行政DXを推進するとともに、国全体のカルチャー変革にもチャレンジ
ソリューションの提供以外に働きかけていることがあれば教えてください。
行政DXを実現していくためには、自治体職員の意識も変わっていく必要があるため、カルチャー変革に取り組もうという自治体も徐々に増えてきています。NECでは2018年より社内変革プロジェクト「Project RISE」を推進しています。これを自治体にも適用できないか検討を始めています。

カルチャー変革を推進する背景にはどんな考えがあるのでしょうか。
従来のようにお客さまの依頼に応えてソリューションを提供するだけでなく、たとえばソートリーダーシップ活動を通じて政治家や有識者、官僚等への政策提言を積極的に行い、NECがもっているノウハウやテクノロジーを提供しながら、社会をよりよい方向に変えていきたいと考えています。

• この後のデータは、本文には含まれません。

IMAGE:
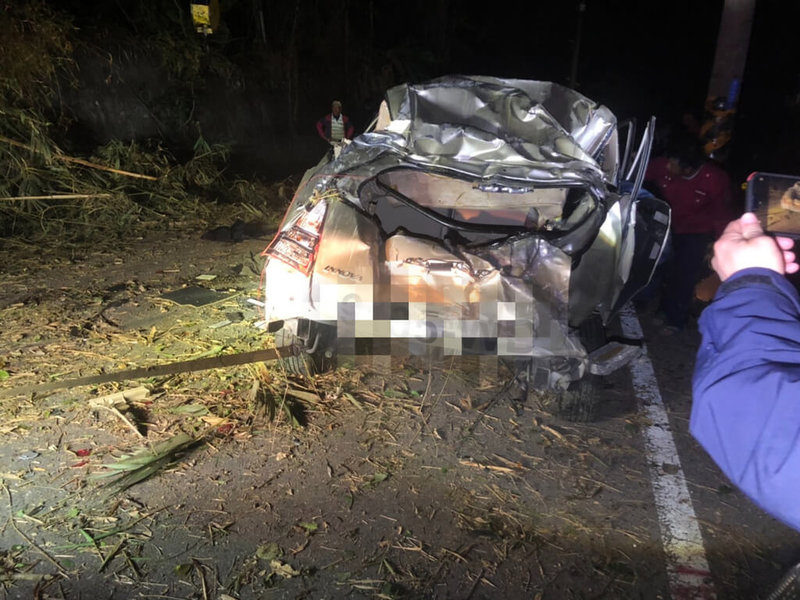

そして、社会や暮らしを止めないために、我が国全体のカルチャー変革にも、より積極的にチャレンジしていきたいです。行政DXの分野で世界をリードしているデンマークでは、すべての国民が社会全体でどうありたいのかを考え、「こうありたい」というイメージをしっかり持っています。みんなで話し合ったうえで目標を決め、デジタルをうまく活用して目標と現状とのギャップを計画的に埋めていくデンマークの人たちの姿勢も、ぜひ参考にしたいところです。その結果として、日本の行政DXが推進され、より豊かな未来に向けてチャレンジし続けることができればと思います。
少子高齢化社会への対応、住民と職員のwell-beingの実現に向けて、デジタルの力を駆使することで、より豊かな未来を築いていく。「社会を止めない。暮らしを止めない。」NECはこれからも、様々な角度から行政DXを推し進めるだけでなく、積極的にソートリーダーシップ活動を推進していくことで、すべての人々が生き生きと暮らせるデジタル社会を創っていきます。